Archiving CI results using CDN

To combat the growing size of our repository, we turned our heads to a proper storage method for "larger" files - CDN. Luckily we were already using BunnyCDN on our project, so most of the work was already done.

We migrated the current archive to CDN and changed the workflow to upload the results to CDN instead of Git.

Updates to the github actions workflow

The logic for checking out the branch and pushing to it were removed. In their place, we added a step to upload the test results to CDN. The script uses API endpoints of the CDN to replace the old files with the new ones. It also regenerates the index.html files used for navigation. (So long bash...)

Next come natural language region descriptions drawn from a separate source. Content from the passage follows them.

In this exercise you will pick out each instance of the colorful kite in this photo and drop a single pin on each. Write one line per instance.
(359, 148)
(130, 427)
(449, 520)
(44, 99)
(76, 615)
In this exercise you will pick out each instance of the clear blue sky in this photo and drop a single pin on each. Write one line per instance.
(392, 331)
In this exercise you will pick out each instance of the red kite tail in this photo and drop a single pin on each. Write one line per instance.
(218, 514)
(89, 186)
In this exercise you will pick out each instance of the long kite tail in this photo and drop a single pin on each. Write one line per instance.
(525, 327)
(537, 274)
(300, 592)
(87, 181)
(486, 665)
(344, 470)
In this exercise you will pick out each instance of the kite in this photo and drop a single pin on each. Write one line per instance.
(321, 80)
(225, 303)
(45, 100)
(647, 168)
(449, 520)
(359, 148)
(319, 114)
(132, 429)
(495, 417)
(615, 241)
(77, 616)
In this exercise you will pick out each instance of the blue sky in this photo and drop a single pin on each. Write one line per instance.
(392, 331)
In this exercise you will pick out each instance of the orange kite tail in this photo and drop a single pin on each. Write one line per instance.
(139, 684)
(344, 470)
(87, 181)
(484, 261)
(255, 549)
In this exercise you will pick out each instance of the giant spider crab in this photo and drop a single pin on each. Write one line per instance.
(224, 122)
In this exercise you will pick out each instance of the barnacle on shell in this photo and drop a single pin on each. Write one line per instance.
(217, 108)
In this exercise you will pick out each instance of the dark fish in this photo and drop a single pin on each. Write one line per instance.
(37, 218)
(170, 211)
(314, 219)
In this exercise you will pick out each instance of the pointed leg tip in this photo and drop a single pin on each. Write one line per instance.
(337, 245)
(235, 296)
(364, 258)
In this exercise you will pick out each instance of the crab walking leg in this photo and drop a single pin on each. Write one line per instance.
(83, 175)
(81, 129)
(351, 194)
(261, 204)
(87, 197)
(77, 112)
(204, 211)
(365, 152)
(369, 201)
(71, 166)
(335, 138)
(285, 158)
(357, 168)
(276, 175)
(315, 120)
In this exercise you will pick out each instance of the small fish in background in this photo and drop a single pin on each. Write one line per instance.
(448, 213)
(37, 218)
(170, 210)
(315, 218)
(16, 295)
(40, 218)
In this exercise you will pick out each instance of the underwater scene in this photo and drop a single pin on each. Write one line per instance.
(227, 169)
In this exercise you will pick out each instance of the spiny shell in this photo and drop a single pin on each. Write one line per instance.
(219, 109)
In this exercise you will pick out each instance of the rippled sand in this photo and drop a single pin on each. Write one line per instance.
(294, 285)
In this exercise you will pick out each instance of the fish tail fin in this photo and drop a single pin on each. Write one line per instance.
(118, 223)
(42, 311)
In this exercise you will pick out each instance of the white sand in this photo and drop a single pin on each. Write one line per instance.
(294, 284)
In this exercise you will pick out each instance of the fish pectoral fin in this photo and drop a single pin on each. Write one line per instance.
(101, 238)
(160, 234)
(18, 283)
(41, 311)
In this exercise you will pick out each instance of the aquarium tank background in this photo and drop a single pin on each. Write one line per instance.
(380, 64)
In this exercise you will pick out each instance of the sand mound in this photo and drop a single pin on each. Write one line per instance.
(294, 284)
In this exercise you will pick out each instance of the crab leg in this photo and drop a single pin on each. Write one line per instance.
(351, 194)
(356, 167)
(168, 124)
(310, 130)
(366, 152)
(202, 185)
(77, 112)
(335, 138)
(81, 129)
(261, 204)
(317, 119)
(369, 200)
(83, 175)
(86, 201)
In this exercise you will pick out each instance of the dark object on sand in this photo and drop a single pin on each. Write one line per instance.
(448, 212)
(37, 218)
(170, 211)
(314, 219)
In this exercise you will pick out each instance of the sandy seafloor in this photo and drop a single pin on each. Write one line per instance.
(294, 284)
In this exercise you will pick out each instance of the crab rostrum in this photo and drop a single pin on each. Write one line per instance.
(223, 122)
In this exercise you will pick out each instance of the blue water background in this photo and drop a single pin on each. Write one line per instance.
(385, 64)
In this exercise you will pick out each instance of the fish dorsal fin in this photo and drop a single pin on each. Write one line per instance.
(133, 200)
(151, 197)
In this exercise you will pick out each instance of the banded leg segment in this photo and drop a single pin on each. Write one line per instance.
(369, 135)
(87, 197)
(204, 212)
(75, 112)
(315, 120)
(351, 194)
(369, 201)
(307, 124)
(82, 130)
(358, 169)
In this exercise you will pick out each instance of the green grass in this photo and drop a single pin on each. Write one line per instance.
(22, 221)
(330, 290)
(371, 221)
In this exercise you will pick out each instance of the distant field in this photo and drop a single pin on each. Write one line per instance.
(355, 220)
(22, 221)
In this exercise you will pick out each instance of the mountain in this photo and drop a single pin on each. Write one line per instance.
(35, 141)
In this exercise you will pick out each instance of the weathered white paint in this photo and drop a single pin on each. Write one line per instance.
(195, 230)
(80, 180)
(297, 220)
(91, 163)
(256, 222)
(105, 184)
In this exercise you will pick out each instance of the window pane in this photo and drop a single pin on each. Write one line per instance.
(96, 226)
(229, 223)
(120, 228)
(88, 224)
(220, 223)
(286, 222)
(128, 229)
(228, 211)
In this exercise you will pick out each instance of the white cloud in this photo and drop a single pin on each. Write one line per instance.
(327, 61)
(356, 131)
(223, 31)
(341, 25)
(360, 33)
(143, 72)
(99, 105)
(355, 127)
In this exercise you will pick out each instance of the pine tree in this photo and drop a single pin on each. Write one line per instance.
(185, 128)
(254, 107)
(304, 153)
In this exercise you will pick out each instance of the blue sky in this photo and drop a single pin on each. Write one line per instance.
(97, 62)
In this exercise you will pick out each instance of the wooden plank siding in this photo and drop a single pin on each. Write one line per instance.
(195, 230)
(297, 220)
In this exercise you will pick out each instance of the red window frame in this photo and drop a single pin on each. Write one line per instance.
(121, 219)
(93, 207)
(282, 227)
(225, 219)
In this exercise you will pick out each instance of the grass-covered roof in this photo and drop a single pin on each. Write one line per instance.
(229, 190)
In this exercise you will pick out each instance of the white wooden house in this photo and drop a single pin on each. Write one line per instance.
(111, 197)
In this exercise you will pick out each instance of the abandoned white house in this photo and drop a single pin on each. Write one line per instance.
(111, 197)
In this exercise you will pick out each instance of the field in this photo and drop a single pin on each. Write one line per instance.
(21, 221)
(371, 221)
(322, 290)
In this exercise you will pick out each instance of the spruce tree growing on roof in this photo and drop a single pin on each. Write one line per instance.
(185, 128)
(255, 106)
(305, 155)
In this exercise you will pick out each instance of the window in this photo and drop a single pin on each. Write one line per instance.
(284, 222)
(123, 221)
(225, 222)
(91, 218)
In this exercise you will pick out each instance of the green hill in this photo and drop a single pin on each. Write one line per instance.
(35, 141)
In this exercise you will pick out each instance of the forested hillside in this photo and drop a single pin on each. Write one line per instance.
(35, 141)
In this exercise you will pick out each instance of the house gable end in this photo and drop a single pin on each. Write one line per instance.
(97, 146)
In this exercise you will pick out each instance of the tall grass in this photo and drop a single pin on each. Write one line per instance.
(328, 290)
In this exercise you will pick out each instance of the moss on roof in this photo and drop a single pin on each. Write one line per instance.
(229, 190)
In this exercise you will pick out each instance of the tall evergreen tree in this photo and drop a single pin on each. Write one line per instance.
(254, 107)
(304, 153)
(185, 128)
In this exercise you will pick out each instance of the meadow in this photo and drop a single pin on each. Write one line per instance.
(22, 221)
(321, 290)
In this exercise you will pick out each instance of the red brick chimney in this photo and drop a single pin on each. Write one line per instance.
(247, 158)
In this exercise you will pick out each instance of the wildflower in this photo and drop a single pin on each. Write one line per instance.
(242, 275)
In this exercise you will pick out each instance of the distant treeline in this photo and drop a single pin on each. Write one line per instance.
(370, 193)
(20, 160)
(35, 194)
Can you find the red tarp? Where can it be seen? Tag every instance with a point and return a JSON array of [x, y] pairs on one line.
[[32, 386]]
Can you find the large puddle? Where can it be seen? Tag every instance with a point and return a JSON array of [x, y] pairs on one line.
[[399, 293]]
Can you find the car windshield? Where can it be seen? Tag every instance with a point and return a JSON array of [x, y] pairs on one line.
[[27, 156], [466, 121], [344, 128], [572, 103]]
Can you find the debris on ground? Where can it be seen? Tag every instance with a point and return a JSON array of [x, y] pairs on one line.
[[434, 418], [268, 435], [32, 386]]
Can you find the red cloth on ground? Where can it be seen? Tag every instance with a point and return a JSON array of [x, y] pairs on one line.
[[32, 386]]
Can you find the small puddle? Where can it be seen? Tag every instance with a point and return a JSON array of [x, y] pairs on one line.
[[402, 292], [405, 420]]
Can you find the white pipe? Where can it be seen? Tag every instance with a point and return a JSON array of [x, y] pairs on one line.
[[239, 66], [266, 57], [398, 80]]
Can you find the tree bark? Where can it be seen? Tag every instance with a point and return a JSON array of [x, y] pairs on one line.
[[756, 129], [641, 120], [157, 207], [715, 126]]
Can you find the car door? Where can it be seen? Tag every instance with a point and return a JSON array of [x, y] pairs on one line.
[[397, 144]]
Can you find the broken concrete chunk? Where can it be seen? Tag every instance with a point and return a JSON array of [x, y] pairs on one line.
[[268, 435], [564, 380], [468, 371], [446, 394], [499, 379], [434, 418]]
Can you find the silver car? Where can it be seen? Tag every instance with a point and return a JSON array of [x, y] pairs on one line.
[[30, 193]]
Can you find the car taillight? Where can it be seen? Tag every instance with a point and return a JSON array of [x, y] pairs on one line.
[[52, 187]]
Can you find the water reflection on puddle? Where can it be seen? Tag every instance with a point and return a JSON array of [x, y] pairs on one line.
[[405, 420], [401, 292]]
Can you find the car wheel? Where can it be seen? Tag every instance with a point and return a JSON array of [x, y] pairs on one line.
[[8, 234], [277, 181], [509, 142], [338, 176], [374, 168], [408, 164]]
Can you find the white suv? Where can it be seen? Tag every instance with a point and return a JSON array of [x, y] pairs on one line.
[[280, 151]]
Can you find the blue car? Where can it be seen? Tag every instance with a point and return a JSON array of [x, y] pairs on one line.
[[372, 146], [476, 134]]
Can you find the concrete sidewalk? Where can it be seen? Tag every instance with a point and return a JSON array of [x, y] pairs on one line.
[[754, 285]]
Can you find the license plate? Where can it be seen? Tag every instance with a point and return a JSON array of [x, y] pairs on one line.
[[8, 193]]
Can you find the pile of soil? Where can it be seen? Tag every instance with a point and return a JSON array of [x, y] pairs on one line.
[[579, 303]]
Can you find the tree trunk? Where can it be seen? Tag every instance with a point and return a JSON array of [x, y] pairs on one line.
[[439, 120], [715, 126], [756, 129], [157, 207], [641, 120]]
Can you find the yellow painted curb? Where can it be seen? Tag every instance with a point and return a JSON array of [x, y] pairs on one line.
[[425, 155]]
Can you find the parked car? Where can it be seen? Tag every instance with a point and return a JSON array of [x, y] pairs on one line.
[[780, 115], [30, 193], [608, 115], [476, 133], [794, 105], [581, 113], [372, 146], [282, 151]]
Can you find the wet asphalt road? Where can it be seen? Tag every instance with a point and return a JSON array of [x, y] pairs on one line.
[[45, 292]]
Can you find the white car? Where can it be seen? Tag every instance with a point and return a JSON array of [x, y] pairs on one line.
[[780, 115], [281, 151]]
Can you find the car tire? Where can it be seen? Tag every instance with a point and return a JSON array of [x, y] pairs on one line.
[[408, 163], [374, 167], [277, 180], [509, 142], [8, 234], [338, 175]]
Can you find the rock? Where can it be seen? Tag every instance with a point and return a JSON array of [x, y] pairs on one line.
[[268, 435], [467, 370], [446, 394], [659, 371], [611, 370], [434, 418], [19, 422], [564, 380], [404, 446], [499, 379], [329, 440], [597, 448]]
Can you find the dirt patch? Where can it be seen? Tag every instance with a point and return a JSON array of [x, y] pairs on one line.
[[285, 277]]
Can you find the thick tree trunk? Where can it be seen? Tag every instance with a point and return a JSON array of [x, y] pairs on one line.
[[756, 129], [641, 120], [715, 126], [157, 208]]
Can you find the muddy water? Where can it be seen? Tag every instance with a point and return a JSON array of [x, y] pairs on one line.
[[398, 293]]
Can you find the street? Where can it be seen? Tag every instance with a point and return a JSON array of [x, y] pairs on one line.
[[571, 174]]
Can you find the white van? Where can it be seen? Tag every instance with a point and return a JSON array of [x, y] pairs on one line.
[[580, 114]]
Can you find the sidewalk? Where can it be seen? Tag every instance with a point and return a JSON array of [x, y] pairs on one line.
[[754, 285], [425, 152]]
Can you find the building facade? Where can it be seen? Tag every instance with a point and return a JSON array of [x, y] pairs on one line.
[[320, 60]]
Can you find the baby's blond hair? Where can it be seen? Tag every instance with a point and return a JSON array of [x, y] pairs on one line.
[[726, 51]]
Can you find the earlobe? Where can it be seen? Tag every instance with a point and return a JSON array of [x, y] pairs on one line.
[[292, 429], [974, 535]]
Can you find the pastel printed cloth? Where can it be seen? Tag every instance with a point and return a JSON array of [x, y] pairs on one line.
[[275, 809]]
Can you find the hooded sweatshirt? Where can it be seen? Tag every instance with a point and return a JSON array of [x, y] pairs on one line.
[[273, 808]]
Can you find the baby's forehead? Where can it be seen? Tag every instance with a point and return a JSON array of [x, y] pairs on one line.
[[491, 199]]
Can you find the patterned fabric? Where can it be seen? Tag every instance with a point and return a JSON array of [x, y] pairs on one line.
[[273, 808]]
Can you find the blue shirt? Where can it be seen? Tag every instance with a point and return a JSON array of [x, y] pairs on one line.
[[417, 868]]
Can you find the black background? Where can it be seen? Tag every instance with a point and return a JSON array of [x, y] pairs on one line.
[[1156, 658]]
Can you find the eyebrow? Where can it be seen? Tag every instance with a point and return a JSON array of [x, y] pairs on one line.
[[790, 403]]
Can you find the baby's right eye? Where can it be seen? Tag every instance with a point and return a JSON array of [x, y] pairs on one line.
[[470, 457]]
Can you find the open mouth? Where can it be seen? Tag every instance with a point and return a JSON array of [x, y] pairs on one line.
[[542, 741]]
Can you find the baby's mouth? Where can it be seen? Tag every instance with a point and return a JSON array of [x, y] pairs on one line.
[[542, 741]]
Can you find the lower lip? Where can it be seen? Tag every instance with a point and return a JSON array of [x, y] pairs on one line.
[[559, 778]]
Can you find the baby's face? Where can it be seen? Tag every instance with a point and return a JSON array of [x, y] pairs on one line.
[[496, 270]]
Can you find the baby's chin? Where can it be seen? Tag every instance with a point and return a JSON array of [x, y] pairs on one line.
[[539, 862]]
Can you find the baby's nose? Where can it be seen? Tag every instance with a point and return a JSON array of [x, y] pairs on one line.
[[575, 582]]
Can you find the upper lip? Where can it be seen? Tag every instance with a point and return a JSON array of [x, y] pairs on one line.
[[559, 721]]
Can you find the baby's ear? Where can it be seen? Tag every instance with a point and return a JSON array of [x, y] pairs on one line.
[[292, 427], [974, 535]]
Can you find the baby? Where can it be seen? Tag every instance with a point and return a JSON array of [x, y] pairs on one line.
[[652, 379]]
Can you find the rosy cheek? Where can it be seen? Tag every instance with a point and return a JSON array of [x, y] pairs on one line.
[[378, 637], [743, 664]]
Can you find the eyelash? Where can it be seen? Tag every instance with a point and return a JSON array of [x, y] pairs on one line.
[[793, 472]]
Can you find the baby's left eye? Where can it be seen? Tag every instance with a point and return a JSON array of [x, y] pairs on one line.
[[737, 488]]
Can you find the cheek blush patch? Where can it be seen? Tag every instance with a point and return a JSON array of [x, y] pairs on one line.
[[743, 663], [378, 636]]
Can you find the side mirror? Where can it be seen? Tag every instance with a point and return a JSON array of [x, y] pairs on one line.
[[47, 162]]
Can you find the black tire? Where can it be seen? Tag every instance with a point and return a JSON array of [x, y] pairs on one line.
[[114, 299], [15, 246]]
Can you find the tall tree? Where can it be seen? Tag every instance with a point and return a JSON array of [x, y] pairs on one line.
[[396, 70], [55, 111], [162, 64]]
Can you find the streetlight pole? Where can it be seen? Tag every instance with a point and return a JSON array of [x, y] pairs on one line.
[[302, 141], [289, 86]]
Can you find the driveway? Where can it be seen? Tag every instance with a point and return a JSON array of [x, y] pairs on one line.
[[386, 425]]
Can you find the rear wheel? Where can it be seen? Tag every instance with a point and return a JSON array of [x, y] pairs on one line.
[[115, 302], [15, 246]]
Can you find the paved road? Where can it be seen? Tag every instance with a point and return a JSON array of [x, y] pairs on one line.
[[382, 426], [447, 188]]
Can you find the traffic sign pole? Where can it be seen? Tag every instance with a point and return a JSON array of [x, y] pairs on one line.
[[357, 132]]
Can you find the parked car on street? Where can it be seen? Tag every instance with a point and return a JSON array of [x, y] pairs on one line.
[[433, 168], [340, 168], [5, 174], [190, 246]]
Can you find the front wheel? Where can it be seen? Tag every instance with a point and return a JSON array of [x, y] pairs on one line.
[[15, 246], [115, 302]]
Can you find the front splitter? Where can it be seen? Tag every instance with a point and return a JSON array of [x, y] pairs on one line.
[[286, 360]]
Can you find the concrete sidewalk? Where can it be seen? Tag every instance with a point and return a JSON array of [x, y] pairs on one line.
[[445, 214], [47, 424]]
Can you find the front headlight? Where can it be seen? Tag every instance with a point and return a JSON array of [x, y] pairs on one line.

The final version of the workflow looks like this:

deploy-results:
name: Deploy results to CDN
needs: [playwright-tests]
env:
PW_REPORT_FOLDER: ${{github.workspace}}/downloadedArtifacts/pull-requests/${{github.event.pull_request.number}}/playwright-report
runs-on: ubuntu-latest
steps:
- uses: actions/checkout@v3
- uses: actions/setup-node@v3
with:
node-version: '16.12.0'
- name: Install dependencies
run: npm ci
- name: Create a folder structure
run: mkdir -p ${{env.PW_REPORT_FOLDER}}
- name: Download report
uses: actions/download-artifact@v3
with:
name: playwright-report
path: ${{env.PW_REPORT_FOLDER}}
- name: Move report files
run: |
cd ${{env.PW_REPORT_FOLDER}}
mv html-report/* .
rm -rf html-report
- name: Encrypt report
run: npx --yes pagecrypt ${{env.PW_REPORT_FOLDER}}/index.html ${{env.PW_REPORT_FOLDER}}/index.html "${{secrets.PAGECRYPT_PASSWORD}}"
- name: Upload report to CDN
env:
BUNNY_CDN_CI_ARCHIVE_API_KEY: ${{secrets.BUNNY_CDN_CI_ARCHIVE_API_KEY}}
BUNNY_CDN_STORAGE_ZONE_NAME: archive
run: |
node ${{github.workspace}}/.github/workflows/uploadCiResultsToCdn ${{github.event.pull_request.number}}
- name: Add sticky comment with link
uses: marocchino/sticky-pull-request-[email protected]
with:
header: 'deploy-results'
message: 'CI results for this PR are available at <https://archive.b-cdn.net/pull-requests/${{github.event.pull_request.number}>}/'

Fight the YAGNI (you aren’t gonna need it) principle

Archiving CI results and other project health metrics is a great way to preserve valuable historical data and move your team toward more data-driven decisions. We have learned the hard way that building something quickly and cheaply can come back to bite you later, so sometimes you have to fight the YAGNI (you aren't gonna need it) principle and build something that will scale better in the future. We hope that this article will help you in your journey of building your own archive.